Things you can do to keep your anxiety under control include:
- Keeping physically active: A routine that allows you to be physically active most days of the week can do wonders with controlling anxiety. Exercise is a powerful stress reliever and can help in the treatment of anxiety and depression as it helps to improve mood and keep you physically healthy. Choose an activity that you enjoy, start slowly and gradually build up the amount of times you participate in it and the intensity for maximum benefit.
- Avoiding alcohol and recreational drugs: Substances that worsen anxiety symptoms should be avoided altogether. If you cannot stop on your own, find a support group or health professional that can help you as soon as possible.
- Cutting back or quit smoking, and drinking caffeinated beverages: Stimulants like nicotine and caffeine can worsen symptoms of anxiety.
- Practicing relaxation and stress management: Meditation and visualisation techniques are great relaxation exercises you can use to ease your anxiety.
- Getting plenty of rest: Do all you can to make sleep a priority (and get enough of it). Feeling rested helps you function and alleviates other emotions which trigger your anxiety. If you have trouble sleeping, it is a good idea to see your doctor for assistance.

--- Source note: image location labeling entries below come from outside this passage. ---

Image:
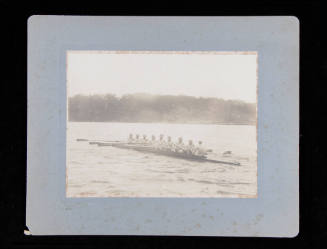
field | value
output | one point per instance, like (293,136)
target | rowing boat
(150,149)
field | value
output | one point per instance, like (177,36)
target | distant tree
(159,108)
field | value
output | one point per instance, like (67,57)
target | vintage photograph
(161,124)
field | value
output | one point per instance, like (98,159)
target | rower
(145,140)
(190,147)
(130,138)
(137,139)
(180,147)
(170,145)
(161,143)
(199,150)
(153,140)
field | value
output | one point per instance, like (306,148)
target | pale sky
(224,75)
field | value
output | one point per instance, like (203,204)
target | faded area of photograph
(161,124)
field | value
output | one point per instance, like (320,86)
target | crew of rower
(169,145)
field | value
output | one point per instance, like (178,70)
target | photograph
(161,124)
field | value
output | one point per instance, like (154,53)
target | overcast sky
(225,75)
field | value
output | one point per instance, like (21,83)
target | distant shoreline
(204,123)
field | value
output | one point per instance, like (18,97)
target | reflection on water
(94,171)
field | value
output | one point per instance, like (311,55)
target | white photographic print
(161,124)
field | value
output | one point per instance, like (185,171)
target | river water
(94,171)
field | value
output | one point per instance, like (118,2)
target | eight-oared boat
(150,149)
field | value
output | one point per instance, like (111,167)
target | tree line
(159,108)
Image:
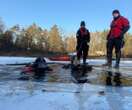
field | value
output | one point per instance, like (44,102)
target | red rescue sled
(60,58)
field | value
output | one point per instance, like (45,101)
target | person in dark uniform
(83,39)
(115,39)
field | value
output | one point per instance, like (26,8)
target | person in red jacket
(119,26)
(83,39)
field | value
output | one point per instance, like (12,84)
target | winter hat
(116,11)
(82,23)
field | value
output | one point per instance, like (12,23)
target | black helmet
(82,23)
(116,11)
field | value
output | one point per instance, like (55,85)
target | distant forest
(34,40)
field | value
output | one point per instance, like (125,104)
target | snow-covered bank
(19,60)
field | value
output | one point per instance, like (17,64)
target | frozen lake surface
(57,90)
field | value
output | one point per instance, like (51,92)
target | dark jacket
(83,37)
(119,27)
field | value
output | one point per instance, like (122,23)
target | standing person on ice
(83,39)
(115,39)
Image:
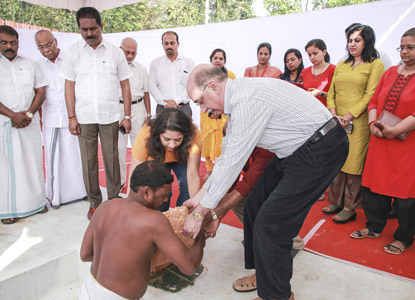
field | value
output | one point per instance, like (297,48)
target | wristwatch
(214,215)
(197,216)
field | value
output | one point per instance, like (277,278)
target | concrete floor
(39,259)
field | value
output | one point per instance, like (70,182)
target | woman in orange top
(211,124)
(263,69)
(173,139)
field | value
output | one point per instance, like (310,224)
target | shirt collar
(102,44)
(179,57)
(15,58)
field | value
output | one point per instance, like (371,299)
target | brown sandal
(245,284)
(358,234)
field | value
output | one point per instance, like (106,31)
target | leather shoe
(91,212)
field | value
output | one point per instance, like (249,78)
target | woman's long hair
(369,53)
(287,72)
(173,119)
(224,58)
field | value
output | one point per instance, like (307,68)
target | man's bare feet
(245,284)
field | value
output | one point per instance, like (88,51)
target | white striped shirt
(264,112)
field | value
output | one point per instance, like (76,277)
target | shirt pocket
(184,75)
(26,78)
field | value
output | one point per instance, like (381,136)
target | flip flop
(331,209)
(358,234)
(392,249)
(9,221)
(43,211)
(245,284)
(345,216)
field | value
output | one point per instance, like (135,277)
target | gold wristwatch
(197,216)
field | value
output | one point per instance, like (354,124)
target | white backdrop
(389,18)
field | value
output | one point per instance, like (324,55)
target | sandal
(360,234)
(331,209)
(43,211)
(345,216)
(392,249)
(9,221)
(245,284)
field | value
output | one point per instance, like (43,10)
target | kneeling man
(125,233)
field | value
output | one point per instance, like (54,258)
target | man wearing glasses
(310,147)
(62,156)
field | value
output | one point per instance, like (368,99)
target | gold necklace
(321,71)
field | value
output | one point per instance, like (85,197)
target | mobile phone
(349,127)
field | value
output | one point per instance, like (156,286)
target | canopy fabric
(76,4)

- Watching your diet: Healthy eating and a diet rich in vegetables, fruits, whole grains and fish have been linked in reducing anxiety. A healthy diet will also keep other physical conditions at bay.
- Learning to cope with your disorder: Talk to your doctor or mental health provider and learn about the causes of your disorder and what triggers your stress levels. This will help with practicing the coping strategies developed for you. You can also involve your friends and family as a way of helping them learn how best to understand your condition and how they can contribute to beneficial support. A journal can also be a helpful coping measure, and tool to understand your disorder and triggers.
- Sticking to your treatment plan: Keep your therapy appointments, take your medications as required or directed and complete assignments your therapist may give you. Consistency will only help your treatment process.
- Seeking out support: You aren’t alone in the symptoms you experience. There are anxiety support groups you can join which offer compassion, understanding and the opportunity to share experiences.